I judge.  Because I know.  I know this smell, I know the mumbling and I know the despair.  I know the looks and the shuffling away from others who find you disgusting and sad.  I know because I’ve been this man.

It is zero degrees out today and chances are he’s not going anywhere, he just wants to sit someplace warm for a while.  Chances are he has no idea what time it is or what day it is.  If he’s anything like I was, that is.  My guess is he is. We are very alike he and I.  So I wait until most people are off the train, including my husband because as much as he loves me and accepts my past he will never truly understand.  As I’m walking off I say good morning and hand him my extra pair of gloves.  He needs them more than I do.  He doesn’t respond, but he takes the gloves.  He continues to sit and even if he had followed me, I’m not scared.  I’m not annoyed.  I’m just sad.

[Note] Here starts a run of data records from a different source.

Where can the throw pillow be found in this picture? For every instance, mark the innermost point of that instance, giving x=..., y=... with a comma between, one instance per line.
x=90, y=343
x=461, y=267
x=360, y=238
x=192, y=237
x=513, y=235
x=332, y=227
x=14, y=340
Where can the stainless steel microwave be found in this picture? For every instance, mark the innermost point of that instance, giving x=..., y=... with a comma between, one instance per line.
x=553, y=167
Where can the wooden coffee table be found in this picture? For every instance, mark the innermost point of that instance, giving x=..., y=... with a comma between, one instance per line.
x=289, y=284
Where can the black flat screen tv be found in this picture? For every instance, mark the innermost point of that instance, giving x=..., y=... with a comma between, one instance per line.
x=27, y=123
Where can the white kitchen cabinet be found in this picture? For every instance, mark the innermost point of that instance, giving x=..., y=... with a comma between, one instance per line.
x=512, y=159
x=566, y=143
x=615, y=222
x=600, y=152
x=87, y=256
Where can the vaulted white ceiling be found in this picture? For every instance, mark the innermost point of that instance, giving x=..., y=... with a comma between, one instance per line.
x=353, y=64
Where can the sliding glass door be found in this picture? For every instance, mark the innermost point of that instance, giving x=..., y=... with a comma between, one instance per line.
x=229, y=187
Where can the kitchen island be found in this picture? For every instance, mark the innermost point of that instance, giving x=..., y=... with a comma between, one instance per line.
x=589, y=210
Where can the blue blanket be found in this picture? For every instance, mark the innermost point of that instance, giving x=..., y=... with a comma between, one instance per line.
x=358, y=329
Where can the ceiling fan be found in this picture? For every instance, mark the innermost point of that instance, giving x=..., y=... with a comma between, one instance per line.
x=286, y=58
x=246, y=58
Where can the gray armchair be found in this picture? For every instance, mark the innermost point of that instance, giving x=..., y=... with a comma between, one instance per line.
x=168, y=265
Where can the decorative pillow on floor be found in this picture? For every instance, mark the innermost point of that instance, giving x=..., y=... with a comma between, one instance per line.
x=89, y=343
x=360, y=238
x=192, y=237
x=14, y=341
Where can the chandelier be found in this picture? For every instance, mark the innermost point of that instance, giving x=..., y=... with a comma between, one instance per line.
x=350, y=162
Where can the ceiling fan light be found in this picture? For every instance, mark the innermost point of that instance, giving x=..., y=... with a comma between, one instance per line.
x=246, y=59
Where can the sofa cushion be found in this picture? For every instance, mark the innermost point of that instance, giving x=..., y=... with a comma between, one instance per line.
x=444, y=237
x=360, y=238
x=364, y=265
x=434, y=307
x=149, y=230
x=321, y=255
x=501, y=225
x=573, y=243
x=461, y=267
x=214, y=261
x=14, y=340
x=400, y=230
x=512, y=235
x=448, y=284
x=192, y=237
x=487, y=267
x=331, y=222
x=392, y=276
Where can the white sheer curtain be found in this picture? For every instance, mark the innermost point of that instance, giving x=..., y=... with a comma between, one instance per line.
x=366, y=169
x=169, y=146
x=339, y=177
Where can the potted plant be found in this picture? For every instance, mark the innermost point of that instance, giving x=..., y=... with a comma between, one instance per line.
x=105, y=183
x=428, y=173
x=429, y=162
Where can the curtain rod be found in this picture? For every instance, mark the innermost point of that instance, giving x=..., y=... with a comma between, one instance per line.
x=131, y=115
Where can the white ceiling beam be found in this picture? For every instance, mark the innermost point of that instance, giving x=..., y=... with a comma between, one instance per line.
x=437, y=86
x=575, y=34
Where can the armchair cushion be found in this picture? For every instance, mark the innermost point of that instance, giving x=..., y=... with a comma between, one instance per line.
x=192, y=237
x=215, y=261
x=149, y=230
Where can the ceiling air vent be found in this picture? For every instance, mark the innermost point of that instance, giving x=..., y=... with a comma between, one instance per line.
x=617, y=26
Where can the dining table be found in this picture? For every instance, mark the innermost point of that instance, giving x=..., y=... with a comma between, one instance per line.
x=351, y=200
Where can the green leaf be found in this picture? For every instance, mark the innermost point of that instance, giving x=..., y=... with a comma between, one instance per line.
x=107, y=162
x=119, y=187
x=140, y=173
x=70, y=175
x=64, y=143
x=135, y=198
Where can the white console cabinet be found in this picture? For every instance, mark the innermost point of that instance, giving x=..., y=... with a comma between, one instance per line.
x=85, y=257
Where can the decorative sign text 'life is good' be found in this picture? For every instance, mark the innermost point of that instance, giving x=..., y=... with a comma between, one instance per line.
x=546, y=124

I exit the train and weep all the way into work.  Does this man have a family? Are they looking for him?   There aren’t all that many truly lost souls out there without people who have exhausted themselves in trying to help.

The limbo this man exists in is hell.  I know this limbo.  This not being of the world around you and yet you are wandering through without feeling human. The cycle.  There is nothing I can really do, as we all know.  I’ve had talks about going to AA meetings, I have given time and money and clothing and food donations.  I’ve listened.  We all feel helpless.  I’ve directed to shelters and warm spaces.  Because I know that’s what I needed when I was cold and dirty and wandering.  But I also know that I hardly ever listened to people and did what I wanted to do anyway.

I know from my own experience that a kind word or action means more than we can ever even acknowledge at that moment, sometimes ever.  So I keep trying.  When I give up completely on people, I’ve given up on myself. I’ve given up on my kids.  There’s a difference between detaching and not caring.

I still have the rank stench in my nose.  In a way I hope it never goes away.  I need the reminder.  We get the kick in the ass we need just when we need it.  Just like that, all self pity I felt dissipated and I was rocketed back into the larger world around me and basked in utter gratitude for everything I have and all I have been given.